There have been previous claims of structured representations in movement sequences but these have tended to depend on presenting subjects with highly structured sequence instructions and then observing the degree to which the instructed structure is preserved during performance (Keele et al. 1990; Koch and Hoffmann 2000; Nissen and Bullemer 1987; Povel and Collard 1982; Rosenbaum et al. 1983). For example, subjects have been taught short three movement sequences and then longer sequences that could be decomposed into the previously taught short sequences (Verwey 2001). Long RTs have been observed at the transition points between the structured components in such experiments. The structured representation of the sequence in the present experiment emerged spontaneously in the absence of any specific instruction or artificial imposition (runs, repetitions, inversions or transpositions) and in a slightly varying way for each subject. Moreover similar results were observed in experiment 2, with different sequences, when the effect of TMS was examined in the context of chunking (Figs. 6 and 7).
Role of the pre-SMA in updating sequence chunks
The role of the pre-SMA in updating sequence chunks was tested in experiment 2 by the application of 0.5-s 10-Hz rTMS trains at either the chunk point or in the middle of a chunk at a position referred to as the nonchunk point. As predicted, pre-SMA rTMS disrupted performance, causing significantly longer RTs when it was applied at the chunk point at the initiation of a new sequence chunk but not when it was applied during the course of an ongoing chunk at the nonchunk position (Fig. 6). No disruptive effect of TMS was seen when it was applied over PMd, a control site also within the motor system (Fig. 7). This is consistent with the results of previous studies that have suggested a lesser involvement of the more lateral premotor cortex in action sequences (Chen et al. 1995; Mushiake et al. 1991).

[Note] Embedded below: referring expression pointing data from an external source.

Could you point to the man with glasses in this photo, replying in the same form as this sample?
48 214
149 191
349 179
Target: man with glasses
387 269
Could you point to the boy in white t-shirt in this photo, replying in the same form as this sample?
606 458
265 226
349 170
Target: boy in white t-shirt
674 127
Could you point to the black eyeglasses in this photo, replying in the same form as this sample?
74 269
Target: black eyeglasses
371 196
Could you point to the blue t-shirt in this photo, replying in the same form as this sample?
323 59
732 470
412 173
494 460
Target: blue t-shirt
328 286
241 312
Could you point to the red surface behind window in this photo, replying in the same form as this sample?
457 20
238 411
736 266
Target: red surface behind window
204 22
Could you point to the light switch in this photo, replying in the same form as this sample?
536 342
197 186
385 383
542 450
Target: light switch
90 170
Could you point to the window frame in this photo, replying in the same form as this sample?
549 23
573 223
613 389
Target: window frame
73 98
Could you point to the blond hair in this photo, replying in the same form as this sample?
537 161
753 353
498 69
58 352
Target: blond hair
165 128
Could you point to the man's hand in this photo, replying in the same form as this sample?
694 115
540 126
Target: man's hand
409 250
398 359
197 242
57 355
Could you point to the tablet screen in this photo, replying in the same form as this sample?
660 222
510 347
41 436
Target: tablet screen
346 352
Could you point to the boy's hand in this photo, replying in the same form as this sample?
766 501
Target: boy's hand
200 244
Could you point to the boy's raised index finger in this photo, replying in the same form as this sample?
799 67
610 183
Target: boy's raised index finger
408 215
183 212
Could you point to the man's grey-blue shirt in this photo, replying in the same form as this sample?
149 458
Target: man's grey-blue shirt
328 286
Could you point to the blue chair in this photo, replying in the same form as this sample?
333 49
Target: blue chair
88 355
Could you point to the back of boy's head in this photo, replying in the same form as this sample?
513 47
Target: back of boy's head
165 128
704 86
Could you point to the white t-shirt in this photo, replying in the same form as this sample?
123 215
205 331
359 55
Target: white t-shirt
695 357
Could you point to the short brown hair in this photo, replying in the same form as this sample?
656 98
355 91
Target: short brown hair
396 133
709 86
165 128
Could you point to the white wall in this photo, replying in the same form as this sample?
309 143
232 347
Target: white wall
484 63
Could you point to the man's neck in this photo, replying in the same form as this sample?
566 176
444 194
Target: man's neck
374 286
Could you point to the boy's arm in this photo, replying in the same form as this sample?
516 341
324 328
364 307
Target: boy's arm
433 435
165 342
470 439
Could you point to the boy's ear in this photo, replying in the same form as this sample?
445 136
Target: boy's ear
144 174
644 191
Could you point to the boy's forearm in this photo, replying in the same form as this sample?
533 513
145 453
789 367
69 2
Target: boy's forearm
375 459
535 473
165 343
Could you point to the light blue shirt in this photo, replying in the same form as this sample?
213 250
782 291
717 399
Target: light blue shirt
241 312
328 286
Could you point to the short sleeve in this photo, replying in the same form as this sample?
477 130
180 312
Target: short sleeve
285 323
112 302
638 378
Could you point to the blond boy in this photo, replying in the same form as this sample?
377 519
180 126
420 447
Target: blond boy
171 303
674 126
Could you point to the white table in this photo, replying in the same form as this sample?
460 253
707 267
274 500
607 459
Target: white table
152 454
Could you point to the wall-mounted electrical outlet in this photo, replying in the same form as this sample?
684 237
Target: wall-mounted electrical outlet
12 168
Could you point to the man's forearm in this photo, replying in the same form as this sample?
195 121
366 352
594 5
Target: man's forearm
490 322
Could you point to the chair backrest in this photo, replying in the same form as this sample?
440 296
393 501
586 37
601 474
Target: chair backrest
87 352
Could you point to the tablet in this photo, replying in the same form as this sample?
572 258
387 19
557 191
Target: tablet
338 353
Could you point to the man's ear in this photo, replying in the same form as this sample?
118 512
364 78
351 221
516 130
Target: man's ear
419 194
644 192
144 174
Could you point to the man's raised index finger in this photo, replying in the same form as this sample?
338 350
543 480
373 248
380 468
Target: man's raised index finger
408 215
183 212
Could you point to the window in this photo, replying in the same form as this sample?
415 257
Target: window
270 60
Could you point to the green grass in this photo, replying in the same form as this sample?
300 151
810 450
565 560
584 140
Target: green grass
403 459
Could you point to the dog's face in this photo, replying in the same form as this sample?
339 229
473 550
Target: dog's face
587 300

It might be argued that the absence of a TMS effect at the nonchunk point is due to it taking some time for the effect of the TMS to accumulate and become disruptive, and RTs were, by definition, shorter at the nonchunk position. Because the nonchunk point had a control RT of 160 ms and the TMS train would not have been completed by this time, we examined the effect of TMS on the following two movements. Post hoc tests confirmed that no disruption to the two movements after the nonchunk point was induced by pre-SMA TMS. Moreover, a comparison of Figs. 6, 8, and 10 demonstrates that the susceptibility of a sequence's initial movement to being disrupted by pre-SMA TMS was not a function of its RT. Initial sequence movements with comparatively short RTs (445 ms) in experiment 4 were disrupted by pre-SMA TMS, whereas initial sequence movements with longer RTs in experiments 2 and 3 (579 and 695 ms) were unaffected by pre-SMA TMS. In summary, the application of pre-SMA TMS at the chunk point caused an immediate disruption to performance, but it did not disrupt performance at the nonchunk point or any of the movements that immediately followed the nonchunk point.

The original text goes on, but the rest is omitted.